It’s Authors vs. OpenAI: Self-Publishing News Podcast with Dan Holloway and Howard Lovy

Today on the Self-Publishing News podcast: It's authors vs. OpenAI as lawsuits and petitions seek compensation for content scraped by ChatGPT. But, as News Editor Dan Holloway and News and Podcast Producer Howard Lovy report, the issue is not that simple. Also, USA Today relaunches its bestseller list, which is good news for indie authors. Howard and Dan discuss these and other stories making the news this month in indie publishing. 

Self-Publishing News: Authors vs. OpenAI

About the Hosts

Dan Holloway is a novelist, poet and spoken word artist. He is the MC of the performance arts show The New Libertines Earlier this year he competed at the National Poetry Slam final at the Royal Albert Hall. His latest collection, The Transparency of Sutures, is available on Kindle.

Howard Lovy has been a journalist for more than 30 years, and has spent the last eight years amplifying the voices of independent publishers and authors. He works with authors as a book editor to prepare their work to be published. Find Howard at howardlovy.comLinkedIn and Twitter.

Read the Transcripts: Authors vs. OpenAI

Howard Lovy: Hello and welcome to the July 2023 edition of Self-Publishing News from the Alliance of Independent Authors. I'm Howard Lovy, ALLi's News and Podcast Producer, and Book Editor at HowardLovy.com. Joining me is ALLi News Editor, Dan Holloway. Hello Dan, how are you?

Dan Holloway: Hi, I'm good. Here in Oxford, we seem to have escaped the heat that's over the rest of Europe. So, that's good.

Howard Lovy: Let's move directly to the news, and first I want to say, I guess we'll use just this disclaimer every time, I am real, I am not AI, this is my real voice talking to you. How about you, Dan, are you real?

Dan Holloway: I am, as I'm recording this. What you put out, given that you're the podcast editor, I cannot similarly vouch for necessarily, but the input is mine.

Howard Lovy: Right, got it, and that brings us to our first topic, which are lawsuits against OpenAI, the company that runs ChatGPT.

Let me quote from the great Dan Holloway in his latest column. “Protecting the livelihoods of rights holders is a worthy agenda. As an author, I wholly support the notion that I should be able to make a living, should enough people want to buy my work. The assumption that it is the job of the law to protect my living from technology, an industry that provides a living for others, of course, sits less comfortably.”

So, that's a strong statement, and we'll get to that, but first let's talk about the lawsuits against OpenAI and what they mean.

Dan Holloway: Yeah, where to start?

So, there's all sorts that's happening against AI. I'll start with the FTC investigation, because that's the most recent thing. I guess this is of interest to start with, because the FTC obviously isn't an industry body. So, it's more neutral and people might see it's not just authors going on about AI again, as I'm sure some people might think.

The FTC has complaints about the way that AI is allegedly leaking data and giving misinformation.

So, those are two concerns that we see a lot about in the media. It seems that there are cases where people's personal data are being included in answers provided by ChatGPT, and this suggests that it is actually being trained on personal sensitive data.

Howard Lovy: By sensitive personal data, is that stuff that's already out there on the internet or is it somehow hacking into things that aren't supposed to be out there?
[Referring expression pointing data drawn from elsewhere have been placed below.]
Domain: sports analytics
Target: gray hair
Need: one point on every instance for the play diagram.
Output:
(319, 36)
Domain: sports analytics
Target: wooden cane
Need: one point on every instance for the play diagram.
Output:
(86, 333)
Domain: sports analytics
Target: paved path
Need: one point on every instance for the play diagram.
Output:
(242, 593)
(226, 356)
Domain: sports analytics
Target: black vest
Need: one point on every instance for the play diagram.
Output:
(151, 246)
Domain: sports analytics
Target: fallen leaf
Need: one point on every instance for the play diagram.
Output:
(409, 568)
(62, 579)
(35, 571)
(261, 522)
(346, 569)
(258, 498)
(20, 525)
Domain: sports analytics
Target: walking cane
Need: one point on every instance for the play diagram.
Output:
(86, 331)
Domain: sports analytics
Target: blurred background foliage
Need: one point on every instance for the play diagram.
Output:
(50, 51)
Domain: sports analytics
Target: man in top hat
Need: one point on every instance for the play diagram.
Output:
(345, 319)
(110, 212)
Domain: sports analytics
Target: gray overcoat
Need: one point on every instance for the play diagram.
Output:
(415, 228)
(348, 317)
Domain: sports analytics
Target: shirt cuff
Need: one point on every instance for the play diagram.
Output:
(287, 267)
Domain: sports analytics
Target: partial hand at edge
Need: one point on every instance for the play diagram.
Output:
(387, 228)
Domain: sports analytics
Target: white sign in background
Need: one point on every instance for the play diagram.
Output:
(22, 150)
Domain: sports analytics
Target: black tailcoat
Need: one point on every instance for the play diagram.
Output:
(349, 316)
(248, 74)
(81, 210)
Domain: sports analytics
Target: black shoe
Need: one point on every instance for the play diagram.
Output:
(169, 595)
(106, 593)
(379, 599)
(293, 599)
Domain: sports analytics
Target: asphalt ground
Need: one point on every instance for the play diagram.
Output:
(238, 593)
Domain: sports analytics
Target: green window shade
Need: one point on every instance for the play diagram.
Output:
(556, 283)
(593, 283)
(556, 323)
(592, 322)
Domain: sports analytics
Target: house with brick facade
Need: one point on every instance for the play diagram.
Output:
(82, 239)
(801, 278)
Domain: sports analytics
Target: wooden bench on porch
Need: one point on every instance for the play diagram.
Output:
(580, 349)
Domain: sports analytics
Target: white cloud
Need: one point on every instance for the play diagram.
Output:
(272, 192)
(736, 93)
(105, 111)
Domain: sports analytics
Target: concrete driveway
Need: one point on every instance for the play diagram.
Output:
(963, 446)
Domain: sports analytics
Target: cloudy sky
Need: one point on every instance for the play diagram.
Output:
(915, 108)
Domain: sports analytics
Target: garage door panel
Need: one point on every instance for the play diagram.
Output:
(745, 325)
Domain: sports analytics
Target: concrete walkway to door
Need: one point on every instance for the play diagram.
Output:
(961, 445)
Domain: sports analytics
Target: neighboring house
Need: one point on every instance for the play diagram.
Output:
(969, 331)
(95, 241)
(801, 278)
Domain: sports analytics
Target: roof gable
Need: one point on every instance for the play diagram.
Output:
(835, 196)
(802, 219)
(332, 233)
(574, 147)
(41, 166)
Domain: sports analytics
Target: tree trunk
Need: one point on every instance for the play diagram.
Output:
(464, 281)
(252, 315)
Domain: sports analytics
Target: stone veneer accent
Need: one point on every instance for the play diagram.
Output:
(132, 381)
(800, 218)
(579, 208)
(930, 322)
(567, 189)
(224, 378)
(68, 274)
Dan Holloway: I don't think there's any suggestion that it's hacking. There's all sorts of questions about what we mean by the public domain again, isn't there? This is one of the oldest debates in the book, when is something out there in the public domain and what is out there in the public domain?

Yeah, it's giving answers. If someone were to ask about, I don't know, a particular health condition, for example, then it might give answers based on someone's personal blog of their personal experiences and identify them to a wide audience that they might not have intended, for example.

There are concerns over data security. There are also obviously concerns over misinformation and the lack of checks and balances. So, that's what the FTC is looking at.

But the first of those, which is what it's been trained on, that goes to the heart of what authors are bringing lawsuits against OpenAI in relation to.

So, two authors in particular, Mona Awad and Paul Tremblay, are alleging that ChatGPT, it demonstrates by its answers that it must have been trained on their books, and they haven't given permission for it to be trained on their books. So, it's a very similar issue about what constitutes something that you can legitimately train and AI on. What constitutes a dataset that's okay to use in this way?

Howard Lovy: Now, they can prove that it actually trained on their specific work. Is ChatGPT spitting out their exact words?

Dan Holloway: Yeah. So, this comes to the heart of a really tricky question, which seems to be based on what kind of summary ChatGPT is able to give of novels. So, it is able to summarize their novels in ways that they claim it couldn't do if it's only looked at things that are what they would say are, again, in the public domain. So, it can produce really detailed accounts of their stories in a way that you couldn't get off someone's essay, for example, or off someone's blog, or someone's review. It would have to have read the books themselves, and yet they haven't given permission to read the books themselves.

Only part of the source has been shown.